DEGs identification
6480 DEGs with an adjusted P-value<0.01 were found initially. 761 genes with a minimum 2.0-fold change with FDR<0.05 were identified as definitive DEGs finally. The distribution of the gene expression profile was presented in Fig. 1A. The definitive DEGs were also visualized by a clustered heatmap (Fig. 1B).
Functional enrichment analyses of definitive DEGs
GO and KEGG analyses were performed for the definitive DEGs, and the results were presented in Fig. 2. Biological Process (BP) was mainly enriched by GO analysis of definitive DEGs. The most significant five were cellular process involved in reproduction in multicellular organism, meiotic nuclear division, meiotic cell cycle, meiotic cell cycle process, and meiosis I (Fig. 2A). Five GO terms of Cellular Component (CC) were enriched including synaptonemal complex, synaptonemal structure, condensed nuclear chromosome, lateral element, and condensed chromosome (Fig. 2B) while no GO term of Molecular Function (MF) was enriched. The KEGG analysis showed that only Non-alcoholic fatty liver disease was enriched (Fig. 2C). All the detailed results of GO and KEGG analyses were listed in Supplementary Table 1.

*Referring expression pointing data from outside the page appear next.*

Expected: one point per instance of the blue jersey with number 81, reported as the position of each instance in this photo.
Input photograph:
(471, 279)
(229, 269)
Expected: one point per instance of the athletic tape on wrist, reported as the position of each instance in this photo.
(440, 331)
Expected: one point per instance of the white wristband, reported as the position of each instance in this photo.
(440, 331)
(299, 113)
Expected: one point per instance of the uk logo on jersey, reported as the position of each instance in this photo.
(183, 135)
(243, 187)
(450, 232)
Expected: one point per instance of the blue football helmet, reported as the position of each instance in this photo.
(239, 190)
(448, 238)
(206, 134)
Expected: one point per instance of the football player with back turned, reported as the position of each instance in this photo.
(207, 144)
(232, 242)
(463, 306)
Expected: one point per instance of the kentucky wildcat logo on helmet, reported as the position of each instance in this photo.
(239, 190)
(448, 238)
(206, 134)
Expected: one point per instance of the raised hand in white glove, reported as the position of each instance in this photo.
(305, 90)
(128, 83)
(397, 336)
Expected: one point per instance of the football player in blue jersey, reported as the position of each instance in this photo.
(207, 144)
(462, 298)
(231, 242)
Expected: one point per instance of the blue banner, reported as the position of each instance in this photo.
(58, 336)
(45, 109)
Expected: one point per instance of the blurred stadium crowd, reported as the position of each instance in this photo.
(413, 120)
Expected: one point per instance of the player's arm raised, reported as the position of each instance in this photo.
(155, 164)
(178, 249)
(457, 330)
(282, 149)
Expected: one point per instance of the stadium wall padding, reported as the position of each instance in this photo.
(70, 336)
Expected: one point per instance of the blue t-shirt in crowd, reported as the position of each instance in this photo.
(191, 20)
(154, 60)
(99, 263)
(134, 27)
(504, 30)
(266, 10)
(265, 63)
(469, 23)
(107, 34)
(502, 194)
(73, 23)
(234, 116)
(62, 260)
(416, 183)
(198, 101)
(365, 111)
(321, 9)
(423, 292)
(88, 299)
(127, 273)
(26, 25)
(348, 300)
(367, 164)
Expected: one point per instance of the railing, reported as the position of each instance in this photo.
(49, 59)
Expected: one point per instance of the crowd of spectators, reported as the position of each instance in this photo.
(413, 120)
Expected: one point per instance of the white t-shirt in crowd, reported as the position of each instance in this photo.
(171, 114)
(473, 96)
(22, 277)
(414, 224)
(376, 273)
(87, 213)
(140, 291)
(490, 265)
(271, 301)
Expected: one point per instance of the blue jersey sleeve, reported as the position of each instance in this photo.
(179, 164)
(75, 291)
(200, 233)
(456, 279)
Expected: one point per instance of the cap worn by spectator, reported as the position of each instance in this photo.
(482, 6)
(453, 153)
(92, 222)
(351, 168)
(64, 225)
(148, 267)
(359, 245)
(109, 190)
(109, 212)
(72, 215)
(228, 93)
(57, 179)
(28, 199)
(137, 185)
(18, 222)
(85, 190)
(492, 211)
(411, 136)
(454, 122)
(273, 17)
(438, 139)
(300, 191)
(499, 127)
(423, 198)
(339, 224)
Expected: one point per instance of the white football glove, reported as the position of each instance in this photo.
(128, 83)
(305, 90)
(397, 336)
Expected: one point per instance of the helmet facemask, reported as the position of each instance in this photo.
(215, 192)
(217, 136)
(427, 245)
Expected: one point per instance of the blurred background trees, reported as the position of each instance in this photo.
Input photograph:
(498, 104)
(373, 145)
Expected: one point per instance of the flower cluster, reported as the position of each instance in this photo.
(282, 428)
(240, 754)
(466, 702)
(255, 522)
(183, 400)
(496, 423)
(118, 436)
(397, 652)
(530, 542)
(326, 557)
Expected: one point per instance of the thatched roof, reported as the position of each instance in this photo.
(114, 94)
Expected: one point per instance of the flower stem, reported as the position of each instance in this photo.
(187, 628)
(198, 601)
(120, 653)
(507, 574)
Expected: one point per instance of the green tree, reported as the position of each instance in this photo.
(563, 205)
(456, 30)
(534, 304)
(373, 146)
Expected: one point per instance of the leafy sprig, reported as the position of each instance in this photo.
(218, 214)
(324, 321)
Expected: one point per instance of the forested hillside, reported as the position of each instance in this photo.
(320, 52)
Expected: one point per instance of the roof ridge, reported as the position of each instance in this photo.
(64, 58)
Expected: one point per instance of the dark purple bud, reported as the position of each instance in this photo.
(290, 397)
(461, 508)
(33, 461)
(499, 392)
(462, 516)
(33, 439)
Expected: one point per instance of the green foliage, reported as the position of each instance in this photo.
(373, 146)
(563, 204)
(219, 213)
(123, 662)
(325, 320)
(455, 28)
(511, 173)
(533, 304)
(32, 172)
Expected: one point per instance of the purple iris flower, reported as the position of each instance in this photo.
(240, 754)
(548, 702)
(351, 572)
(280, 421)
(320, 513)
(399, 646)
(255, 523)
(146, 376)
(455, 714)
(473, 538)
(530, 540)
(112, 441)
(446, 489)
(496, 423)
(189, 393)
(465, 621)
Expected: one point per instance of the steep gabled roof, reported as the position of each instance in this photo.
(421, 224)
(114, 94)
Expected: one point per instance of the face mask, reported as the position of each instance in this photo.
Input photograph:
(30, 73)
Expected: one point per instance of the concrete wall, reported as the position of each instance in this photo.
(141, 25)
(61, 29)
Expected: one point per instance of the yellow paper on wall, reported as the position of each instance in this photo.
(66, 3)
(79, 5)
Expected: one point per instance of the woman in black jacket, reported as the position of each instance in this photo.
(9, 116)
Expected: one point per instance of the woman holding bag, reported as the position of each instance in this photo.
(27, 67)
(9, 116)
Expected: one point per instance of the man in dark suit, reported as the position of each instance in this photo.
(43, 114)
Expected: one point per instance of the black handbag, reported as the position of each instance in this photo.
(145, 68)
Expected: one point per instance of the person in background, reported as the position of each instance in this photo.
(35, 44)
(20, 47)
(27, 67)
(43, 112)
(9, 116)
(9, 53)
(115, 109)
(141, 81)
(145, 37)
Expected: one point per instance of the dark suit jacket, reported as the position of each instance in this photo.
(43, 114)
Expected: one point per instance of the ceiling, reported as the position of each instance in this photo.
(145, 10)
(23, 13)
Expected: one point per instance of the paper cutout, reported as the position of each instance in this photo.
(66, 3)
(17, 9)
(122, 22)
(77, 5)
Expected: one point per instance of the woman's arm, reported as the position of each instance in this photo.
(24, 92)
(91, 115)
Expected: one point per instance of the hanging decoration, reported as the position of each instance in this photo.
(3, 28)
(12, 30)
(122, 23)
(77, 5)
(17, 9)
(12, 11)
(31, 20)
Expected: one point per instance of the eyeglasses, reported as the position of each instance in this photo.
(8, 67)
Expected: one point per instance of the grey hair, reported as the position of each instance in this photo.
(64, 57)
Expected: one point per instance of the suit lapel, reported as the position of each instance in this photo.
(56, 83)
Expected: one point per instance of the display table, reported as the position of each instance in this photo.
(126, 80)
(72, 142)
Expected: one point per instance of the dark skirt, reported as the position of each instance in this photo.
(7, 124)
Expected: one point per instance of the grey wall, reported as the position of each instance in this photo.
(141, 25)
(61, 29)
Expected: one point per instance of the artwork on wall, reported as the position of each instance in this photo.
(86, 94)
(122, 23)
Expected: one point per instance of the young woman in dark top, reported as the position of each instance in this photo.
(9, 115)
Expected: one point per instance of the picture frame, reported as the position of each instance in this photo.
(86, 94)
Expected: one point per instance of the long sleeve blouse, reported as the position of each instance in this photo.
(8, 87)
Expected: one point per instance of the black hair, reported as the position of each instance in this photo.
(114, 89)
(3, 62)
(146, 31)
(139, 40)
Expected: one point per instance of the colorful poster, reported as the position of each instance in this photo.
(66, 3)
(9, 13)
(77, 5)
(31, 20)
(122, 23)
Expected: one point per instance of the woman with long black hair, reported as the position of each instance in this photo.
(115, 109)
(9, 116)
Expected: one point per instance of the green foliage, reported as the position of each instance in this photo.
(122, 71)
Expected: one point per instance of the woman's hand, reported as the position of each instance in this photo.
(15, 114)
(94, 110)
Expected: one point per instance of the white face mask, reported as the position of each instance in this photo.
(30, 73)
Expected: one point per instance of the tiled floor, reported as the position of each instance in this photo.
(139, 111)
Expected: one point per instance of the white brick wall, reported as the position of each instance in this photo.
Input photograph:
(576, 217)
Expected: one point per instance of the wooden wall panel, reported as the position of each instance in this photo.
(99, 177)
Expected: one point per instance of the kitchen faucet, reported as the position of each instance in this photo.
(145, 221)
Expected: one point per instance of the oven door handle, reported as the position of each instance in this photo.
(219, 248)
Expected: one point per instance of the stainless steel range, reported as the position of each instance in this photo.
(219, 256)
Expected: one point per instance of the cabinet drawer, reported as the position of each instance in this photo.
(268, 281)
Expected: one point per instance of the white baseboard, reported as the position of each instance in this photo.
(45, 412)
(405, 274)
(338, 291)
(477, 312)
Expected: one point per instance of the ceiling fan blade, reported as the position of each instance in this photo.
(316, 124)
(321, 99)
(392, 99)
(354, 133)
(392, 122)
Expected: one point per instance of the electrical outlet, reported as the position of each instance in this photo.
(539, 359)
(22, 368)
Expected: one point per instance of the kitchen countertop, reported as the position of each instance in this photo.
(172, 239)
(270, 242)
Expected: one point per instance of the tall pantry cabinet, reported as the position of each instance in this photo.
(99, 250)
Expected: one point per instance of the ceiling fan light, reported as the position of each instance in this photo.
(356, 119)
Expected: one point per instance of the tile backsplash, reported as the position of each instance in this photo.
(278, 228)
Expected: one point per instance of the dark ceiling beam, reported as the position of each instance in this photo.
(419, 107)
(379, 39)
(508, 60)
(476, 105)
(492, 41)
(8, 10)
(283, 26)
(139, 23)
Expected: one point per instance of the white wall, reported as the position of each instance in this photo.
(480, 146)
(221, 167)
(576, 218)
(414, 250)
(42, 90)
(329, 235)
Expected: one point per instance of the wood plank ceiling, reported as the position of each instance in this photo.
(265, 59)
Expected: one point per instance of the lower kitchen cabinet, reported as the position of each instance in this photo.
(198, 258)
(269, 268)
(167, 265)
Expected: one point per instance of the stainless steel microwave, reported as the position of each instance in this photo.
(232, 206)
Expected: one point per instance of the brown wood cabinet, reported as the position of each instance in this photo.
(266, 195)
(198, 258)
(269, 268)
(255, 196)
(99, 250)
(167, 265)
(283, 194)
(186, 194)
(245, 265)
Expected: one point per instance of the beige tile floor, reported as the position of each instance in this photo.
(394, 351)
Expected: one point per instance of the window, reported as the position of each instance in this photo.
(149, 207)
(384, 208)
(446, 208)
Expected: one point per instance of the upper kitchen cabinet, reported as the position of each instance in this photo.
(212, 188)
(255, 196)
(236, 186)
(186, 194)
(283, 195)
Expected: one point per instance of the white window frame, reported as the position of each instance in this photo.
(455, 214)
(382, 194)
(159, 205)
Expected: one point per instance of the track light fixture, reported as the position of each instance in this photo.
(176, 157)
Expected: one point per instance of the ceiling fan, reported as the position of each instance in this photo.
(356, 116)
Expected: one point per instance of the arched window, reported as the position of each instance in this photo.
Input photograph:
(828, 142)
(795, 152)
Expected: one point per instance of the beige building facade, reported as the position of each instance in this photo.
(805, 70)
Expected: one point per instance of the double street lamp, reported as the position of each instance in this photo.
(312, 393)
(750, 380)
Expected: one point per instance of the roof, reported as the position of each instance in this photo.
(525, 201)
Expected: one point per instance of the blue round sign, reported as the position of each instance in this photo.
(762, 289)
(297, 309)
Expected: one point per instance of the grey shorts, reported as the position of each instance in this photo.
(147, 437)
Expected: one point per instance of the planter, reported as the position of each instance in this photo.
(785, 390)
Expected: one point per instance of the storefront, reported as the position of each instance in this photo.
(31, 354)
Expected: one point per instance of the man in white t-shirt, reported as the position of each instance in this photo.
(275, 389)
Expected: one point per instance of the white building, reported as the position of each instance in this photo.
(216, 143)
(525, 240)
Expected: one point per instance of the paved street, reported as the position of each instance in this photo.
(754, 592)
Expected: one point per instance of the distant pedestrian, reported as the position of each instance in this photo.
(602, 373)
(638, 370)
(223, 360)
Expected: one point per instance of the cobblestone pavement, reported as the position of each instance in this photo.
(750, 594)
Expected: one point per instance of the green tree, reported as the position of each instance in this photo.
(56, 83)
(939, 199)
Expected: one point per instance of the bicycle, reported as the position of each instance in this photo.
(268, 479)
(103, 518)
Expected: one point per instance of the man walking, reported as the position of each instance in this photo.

Co-expression network construction
After data preprocessing, a weighted gene co-expression network was produced utilizing 10230 genes of GSE25518. All 23 samples were well clustered into two groups without outliers as presented in the hierarchical clustering dendrogram (Fig. 3A). Then a scale-free network was generated after determining the soft-threshold (power of β=10) (Fig. 3B). 15 co-expression modules were exported after hierarchical clustering (Fig. 3C). There were 3508 genes in the turquoise module, 1523 in the blue module, 1308 in the brown module, 1139 in the yellow module, 660 in the green module, 522 in the red module, 364 in the black module, 315 in the pink module, 286 in the magenta module, 166 in the purple module, 95 in the greenyellow module, 92 in the tan module, 66 in the salmon module, and 60 in the cyan module. The remaining 126 genes in the grey module were not clustered into any significant module actually. Then, module eigengene (ME) was calculated for each module. Dendrogram clusters and heatmaps of ME were utilized to assess the co-expression similarity for each module (Fig. 3D). Finally, the correlation between each module and the cryptorchidism trait was calculated (Fig. 3E). Noteworthily, the turquoise module held the strongest relevancy with the cryptorchidism trait (R2=-0.96, P=9e-13).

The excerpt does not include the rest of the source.